A la fois ludique et sérieux, le site www.jouwar.com veut se débarrasser des nids de poule, véritable plaie des routes libanaises.
Les routes libanaises comptent davantage de nids de poule que le Liban de cèdres. La faute aux intempéries, mais pas seulement. La faute surtout à la négligence, au manque d'entretien, à l'utilisation de matériaux de piètre qualité, à la corruption peut-être...

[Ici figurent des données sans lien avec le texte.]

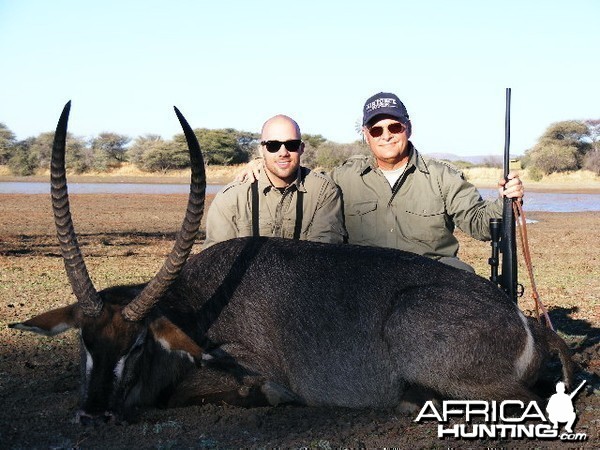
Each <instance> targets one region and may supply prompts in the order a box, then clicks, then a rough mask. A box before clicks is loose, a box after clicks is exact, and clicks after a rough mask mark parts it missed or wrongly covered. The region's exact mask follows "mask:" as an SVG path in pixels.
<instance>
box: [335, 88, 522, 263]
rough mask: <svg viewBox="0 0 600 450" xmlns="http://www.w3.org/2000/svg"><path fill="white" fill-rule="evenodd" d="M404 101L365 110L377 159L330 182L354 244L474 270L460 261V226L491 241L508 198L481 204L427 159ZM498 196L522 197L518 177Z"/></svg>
mask: <svg viewBox="0 0 600 450" xmlns="http://www.w3.org/2000/svg"><path fill="white" fill-rule="evenodd" d="M411 132H412V124H411V122H410V120H409V116H408V112H407V110H406V108H405V106H404V104H403V103H402V102H401V101H400V99H399V98H398V97H397V96H396V95H395V94H392V93H385V92H380V93H378V94H375V95H374V96H372V97H370V98H369V99H368V100H367V101H366V102H365V105H364V108H363V133H364V136H365V139H366V141H367V143H368V144H369V147H370V149H371V152H372V155H370V156H355V157H352V158H350V159H349V160H347V161H346V162H345V163H344V164H343V165H341V166H339V167H336V168H335V169H334V170H333V172H332V174H331V176H332V178H333V180H334V181H335V182H336V183H337V185H338V186H339V187H340V188H341V190H342V195H343V202H344V217H345V225H346V229H347V231H348V242H349V243H351V244H360V245H372V246H379V247H391V248H397V249H401V250H406V251H411V252H414V253H418V254H421V255H425V256H429V257H431V258H435V259H438V260H440V261H441V262H443V263H446V264H449V265H452V266H455V267H458V268H461V269H465V270H470V271H473V269H472V268H471V267H470V266H468V265H467V264H466V263H464V262H462V261H460V260H459V259H458V258H457V256H456V255H457V252H458V240H457V239H456V237H455V236H454V228H455V227H458V228H460V229H461V230H462V231H464V232H465V233H467V234H469V235H470V236H472V237H474V238H475V239H479V240H489V239H490V238H491V236H490V230H489V219H490V218H500V217H502V199H501V198H498V199H497V200H495V201H485V200H482V198H481V195H480V194H479V192H478V191H477V189H476V188H475V186H473V185H472V184H470V183H468V182H467V181H466V180H465V179H464V177H463V175H462V173H461V172H460V171H459V170H458V169H456V168H455V167H453V166H452V165H450V164H447V163H445V162H442V161H438V160H435V159H432V158H428V157H425V156H423V155H421V154H420V153H419V152H418V151H417V149H416V148H415V147H414V146H413V144H412V143H411V142H410V140H409V139H410V136H411ZM498 190H499V193H500V196H506V197H509V198H522V197H523V184H522V183H521V181H520V179H519V178H518V175H517V174H516V173H510V174H509V175H508V182H506V181H505V180H504V179H502V180H500V181H499V183H498Z"/></svg>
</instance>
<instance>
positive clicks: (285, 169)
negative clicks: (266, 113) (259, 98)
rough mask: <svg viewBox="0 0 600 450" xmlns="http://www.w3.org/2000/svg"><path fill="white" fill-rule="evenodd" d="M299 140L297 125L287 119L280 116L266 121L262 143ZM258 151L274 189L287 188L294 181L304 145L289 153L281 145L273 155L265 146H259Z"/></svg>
mask: <svg viewBox="0 0 600 450" xmlns="http://www.w3.org/2000/svg"><path fill="white" fill-rule="evenodd" d="M299 139H300V131H299V130H298V127H297V125H296V124H295V123H294V122H293V121H292V120H291V119H289V118H288V117H282V116H275V117H274V118H272V119H270V120H268V121H267V123H266V124H265V125H264V127H263V131H262V136H261V141H263V142H264V141H279V142H286V141H292V140H299ZM275 146H276V145H275ZM260 151H261V153H262V156H263V158H264V161H265V170H266V172H267V176H268V177H269V180H271V183H273V185H274V186H275V187H285V186H288V185H289V184H291V183H292V182H293V181H294V180H295V179H296V177H297V174H298V167H299V166H300V155H302V153H303V152H304V143H302V144H300V146H299V148H298V150H297V151H289V150H288V149H287V148H286V147H285V145H283V144H282V145H281V146H279V148H278V149H277V151H275V152H274V153H271V152H269V151H268V150H267V146H266V145H261V149H260Z"/></svg>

Depuis plus d'un an maintenant, Élie Abou Saab lutte à sa manière pour des routes plus sûres, à travers son site : jouwar.com. Créé en juillet 2010, le site référencie les nids de poule et autres trous dans les routes dans chaque région, grâce aux contributions des internautes, et entend inciter les municipalités responsables à s'attaquer au problème.
Aujourd'hui, jouwar.com en est à sa deuxième mouture, un site remanié pour plus d'efficacité.
L'idée centrale développée par Élie Abou Saab, un Libanais d'une trentaine d'années, est d'impliquer directement les municipalités. Si l'entretien des autoroutes et des routes internationales du pays relève du ministère des Travaux publics et des Transports, les autres routes sont du ressort du ministère de l'Intérieur et des Municipalités, ainsi que des différentes municipalités elles-mêmes. "Sur le site, les citoyens inscrivent tout nid de poule croisé et chaque municipalité pourra accéder à la liste répertoriée sur son territoire. Lorsque la municipalité aura réparé la route, elle postera une photo et chacun pourra juger de son travail et de son sérieux", explique Élie Abou Saab. Et si les municipalités ne disposent pas des moyens nécessaires pour réparer les routes, il a prévu un système de parrainage de nids de poule, intitulé "Adopt a joura". Après estimation du coût par des experts, le parrain pourra financer la réparation de la route et ce en toute transparence.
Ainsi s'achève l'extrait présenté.